Tocząca się wojna na Ukrainie przekroczyła obecnie ustanowione konwencjami normy, a stopień nienawiści, jaki propagują Ukraińcy w stosunku do żołnierzy rosyjskich spowodował, że ci ostatni w beznadziejnych sytuacjach, wybierają rozerwanie się granatem, niż przewidywane bestialstwa w ukraińskiej niewoli, które również zazwyczaj kończą się śmiercią. Ukraińcy do tego się nie przyznają, ale Rosjanie takie podejmują decyzje. Dlatego tę wojnę należy jak najszybciej zakończyć i dalsze zbieranie w Europie czołgów nie ma żadnego sensu.
Możemy oczywiście wierzyć w propagandę prezydenta Ukrainy, który w kolejnej odsłonie propagandowej powiedział:” – Musimy wygrać. Po prostu nie mamy innej szansy na uratowanie państwa. Nie mamy innej szansy na pozostanie obywatelami Ukrainy”. To jest przecież totalna bzdura. Na pewno szanse prezydenta Zełeńskiego na dalsze pozostanie prezydentem Ukrainy są żadne, ale Rosjanie i Ukraińcy pod jednym berłem i władzą byli od kilku wieków i razem walczyli w wojnach i agresjach.
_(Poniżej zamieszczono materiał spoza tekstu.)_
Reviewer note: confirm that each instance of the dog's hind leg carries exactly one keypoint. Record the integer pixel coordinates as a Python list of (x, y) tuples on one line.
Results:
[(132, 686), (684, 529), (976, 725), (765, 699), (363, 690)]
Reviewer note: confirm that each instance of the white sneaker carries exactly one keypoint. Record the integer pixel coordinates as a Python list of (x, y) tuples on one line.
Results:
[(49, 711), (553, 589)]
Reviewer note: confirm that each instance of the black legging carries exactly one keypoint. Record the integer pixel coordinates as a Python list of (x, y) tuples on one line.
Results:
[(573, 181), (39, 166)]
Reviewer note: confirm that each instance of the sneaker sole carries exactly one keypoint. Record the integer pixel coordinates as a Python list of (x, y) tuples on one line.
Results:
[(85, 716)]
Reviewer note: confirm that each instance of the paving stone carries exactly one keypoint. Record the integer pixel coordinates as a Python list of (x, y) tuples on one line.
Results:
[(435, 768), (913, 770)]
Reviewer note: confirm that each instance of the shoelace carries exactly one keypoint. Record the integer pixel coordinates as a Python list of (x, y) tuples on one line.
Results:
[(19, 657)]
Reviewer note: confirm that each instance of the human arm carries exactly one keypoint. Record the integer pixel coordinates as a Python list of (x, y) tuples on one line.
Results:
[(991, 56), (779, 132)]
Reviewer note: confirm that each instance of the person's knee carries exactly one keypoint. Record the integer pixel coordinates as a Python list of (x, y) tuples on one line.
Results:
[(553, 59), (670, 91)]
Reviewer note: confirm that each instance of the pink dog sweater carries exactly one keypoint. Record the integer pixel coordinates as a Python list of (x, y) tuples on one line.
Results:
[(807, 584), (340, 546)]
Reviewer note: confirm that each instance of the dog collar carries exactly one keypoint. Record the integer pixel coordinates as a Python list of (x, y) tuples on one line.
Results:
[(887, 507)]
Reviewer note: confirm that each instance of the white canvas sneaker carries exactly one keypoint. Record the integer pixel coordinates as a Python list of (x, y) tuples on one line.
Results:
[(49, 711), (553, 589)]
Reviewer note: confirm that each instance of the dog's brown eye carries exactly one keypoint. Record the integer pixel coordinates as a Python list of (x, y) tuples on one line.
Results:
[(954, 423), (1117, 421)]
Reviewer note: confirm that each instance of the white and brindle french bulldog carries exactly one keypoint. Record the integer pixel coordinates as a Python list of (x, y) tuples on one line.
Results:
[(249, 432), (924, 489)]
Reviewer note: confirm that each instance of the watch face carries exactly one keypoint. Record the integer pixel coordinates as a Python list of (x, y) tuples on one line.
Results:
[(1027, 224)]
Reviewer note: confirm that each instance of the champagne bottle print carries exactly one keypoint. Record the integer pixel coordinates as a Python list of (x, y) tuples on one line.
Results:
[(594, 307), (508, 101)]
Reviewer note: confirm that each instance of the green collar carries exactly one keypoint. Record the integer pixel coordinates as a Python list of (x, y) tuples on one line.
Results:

Brak pełnego poparcia ze strony Niemiec i Franci dla dalszej eskalacji tego konfliktu, nie oznacza, że to Amerykanie maja rację. Państwa europejskie myślą o własnej przyszłości, a ich narody już teraz przypominają im, że do czasu wejścia Amerykanów na Ukrainę, ich relacje z Rosją zapewniały im pokój i dobrobyt. Dlatego pod przymusem zamierzają udzielać Ukrainie ograniczonego wsparcia.
Stąd musimy uważnie przyglądać się zaangażowaniu naszego kraju w dalszym rozniecaniu tego ognia na froncie ukraińskim. Ostatnio tylko mówi się o zebraniu dla Ukrainy 500-1000 czołgów w najbliższym czasie, jako gwarancję zakończenia tej wojny. A co będzie, jak to nie wystarczy? BĘDZIEMY ZBIERAĆ SAMOLOTY, a w końcu wyślemy swoich żołnierzy. Sądzę, że nie powinniśmy się tylko zachwycać informacjami dochodzącymi z Kijowa i z oznakami pogłębiającej się nienawiści walczących, ale wysłuchać i zapoznać się z głosami dochodzącymi z Moskwy.
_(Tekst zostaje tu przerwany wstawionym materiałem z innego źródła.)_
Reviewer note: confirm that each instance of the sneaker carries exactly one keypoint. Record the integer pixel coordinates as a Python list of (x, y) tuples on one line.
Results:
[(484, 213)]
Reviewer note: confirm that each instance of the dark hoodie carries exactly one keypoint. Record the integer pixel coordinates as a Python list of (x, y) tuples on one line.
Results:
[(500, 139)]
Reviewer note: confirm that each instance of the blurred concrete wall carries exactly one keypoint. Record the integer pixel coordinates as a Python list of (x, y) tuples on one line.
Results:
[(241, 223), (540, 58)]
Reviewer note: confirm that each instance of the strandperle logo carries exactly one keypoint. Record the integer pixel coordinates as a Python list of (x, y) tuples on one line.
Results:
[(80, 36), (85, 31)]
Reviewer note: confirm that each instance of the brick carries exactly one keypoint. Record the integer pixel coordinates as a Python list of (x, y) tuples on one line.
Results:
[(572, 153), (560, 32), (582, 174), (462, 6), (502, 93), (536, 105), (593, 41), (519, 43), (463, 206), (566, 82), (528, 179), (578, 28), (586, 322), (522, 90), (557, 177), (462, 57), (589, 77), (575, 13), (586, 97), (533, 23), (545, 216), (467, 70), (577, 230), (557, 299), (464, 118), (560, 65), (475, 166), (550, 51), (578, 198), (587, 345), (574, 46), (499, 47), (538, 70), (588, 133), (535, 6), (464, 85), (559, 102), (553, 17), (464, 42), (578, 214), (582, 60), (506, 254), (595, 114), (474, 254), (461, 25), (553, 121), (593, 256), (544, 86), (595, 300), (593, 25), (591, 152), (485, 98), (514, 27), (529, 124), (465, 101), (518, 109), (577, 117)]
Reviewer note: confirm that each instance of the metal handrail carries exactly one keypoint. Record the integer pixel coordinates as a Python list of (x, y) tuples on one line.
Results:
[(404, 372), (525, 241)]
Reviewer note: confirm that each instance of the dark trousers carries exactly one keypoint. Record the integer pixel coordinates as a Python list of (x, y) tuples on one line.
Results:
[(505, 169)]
Szef rosyjskiej Dumy Państwowej, a jednocześnie bliski sojusznik Władimira Putina Wieczesław Wołodin stwierdził, że dostawy ofensywnej broni dla reżimu w Kijowie doprowadzą do "globalnej katastrofy "."Jeśli Waszyngton i kraje NATO dostarczą broń, która zostanie użyta do atakowania pokojowych miast i prób przejęcia naszych terytoriów, tak jak grożą, doprowadzi to do odwetu z użyciem potężniejszej broni" – napisał.
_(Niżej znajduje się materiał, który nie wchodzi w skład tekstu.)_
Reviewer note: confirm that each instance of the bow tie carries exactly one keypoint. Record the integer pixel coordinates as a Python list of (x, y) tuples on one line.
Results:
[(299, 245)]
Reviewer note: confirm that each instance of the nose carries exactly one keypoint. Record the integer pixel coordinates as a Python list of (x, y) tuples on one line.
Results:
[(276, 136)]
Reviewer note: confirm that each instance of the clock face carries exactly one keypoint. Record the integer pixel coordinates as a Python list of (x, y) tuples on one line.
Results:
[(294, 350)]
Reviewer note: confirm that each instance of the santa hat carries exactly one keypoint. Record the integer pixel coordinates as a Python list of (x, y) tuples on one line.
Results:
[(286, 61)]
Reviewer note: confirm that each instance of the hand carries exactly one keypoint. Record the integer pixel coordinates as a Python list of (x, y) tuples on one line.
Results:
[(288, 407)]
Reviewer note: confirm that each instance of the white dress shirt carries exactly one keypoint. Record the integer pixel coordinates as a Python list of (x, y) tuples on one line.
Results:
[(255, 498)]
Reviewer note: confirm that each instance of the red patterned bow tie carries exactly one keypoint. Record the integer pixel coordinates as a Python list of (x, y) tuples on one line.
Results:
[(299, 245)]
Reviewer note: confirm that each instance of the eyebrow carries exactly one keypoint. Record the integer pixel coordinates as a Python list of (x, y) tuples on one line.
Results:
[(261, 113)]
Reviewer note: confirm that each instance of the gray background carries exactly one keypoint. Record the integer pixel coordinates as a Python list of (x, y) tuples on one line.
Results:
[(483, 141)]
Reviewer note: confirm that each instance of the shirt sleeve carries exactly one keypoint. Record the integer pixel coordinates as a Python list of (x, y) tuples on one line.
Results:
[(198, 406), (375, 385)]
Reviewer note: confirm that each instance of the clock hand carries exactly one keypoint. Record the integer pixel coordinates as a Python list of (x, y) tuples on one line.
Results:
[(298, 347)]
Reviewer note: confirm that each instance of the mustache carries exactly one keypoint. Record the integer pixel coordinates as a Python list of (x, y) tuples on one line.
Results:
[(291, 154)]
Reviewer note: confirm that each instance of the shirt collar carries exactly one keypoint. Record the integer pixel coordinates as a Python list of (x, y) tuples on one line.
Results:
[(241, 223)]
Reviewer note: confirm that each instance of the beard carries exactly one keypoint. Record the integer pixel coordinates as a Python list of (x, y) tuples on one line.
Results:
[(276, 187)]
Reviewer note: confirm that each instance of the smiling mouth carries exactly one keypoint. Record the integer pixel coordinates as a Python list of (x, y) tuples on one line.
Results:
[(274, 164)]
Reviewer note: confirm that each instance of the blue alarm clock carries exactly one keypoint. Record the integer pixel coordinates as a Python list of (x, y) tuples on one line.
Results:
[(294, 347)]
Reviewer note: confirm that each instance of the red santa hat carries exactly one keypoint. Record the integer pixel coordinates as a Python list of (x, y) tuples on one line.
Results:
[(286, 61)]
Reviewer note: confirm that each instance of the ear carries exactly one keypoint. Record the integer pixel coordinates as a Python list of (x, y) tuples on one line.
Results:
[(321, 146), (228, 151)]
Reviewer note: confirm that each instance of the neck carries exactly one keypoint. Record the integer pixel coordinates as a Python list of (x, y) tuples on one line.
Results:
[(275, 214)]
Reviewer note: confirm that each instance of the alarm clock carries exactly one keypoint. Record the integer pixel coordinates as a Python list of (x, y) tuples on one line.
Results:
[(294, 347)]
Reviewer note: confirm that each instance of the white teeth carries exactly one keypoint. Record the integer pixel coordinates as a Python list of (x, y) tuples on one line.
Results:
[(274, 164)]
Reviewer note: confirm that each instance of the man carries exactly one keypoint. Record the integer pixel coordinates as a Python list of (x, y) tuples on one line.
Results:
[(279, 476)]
Dla mnie tego typu zapowiedzi też są ważne i nie wrzucam je do kosza przed czytaniem i nie sugeruje się wypowiedziami pewnego generała, który mając bezpośredni dostęp do mediów twierdzi, że Rosja nie ma możliwości rozpoczęcia III wojny światowej. Również te niekorzystne warianty trzeba brać pod uwagę.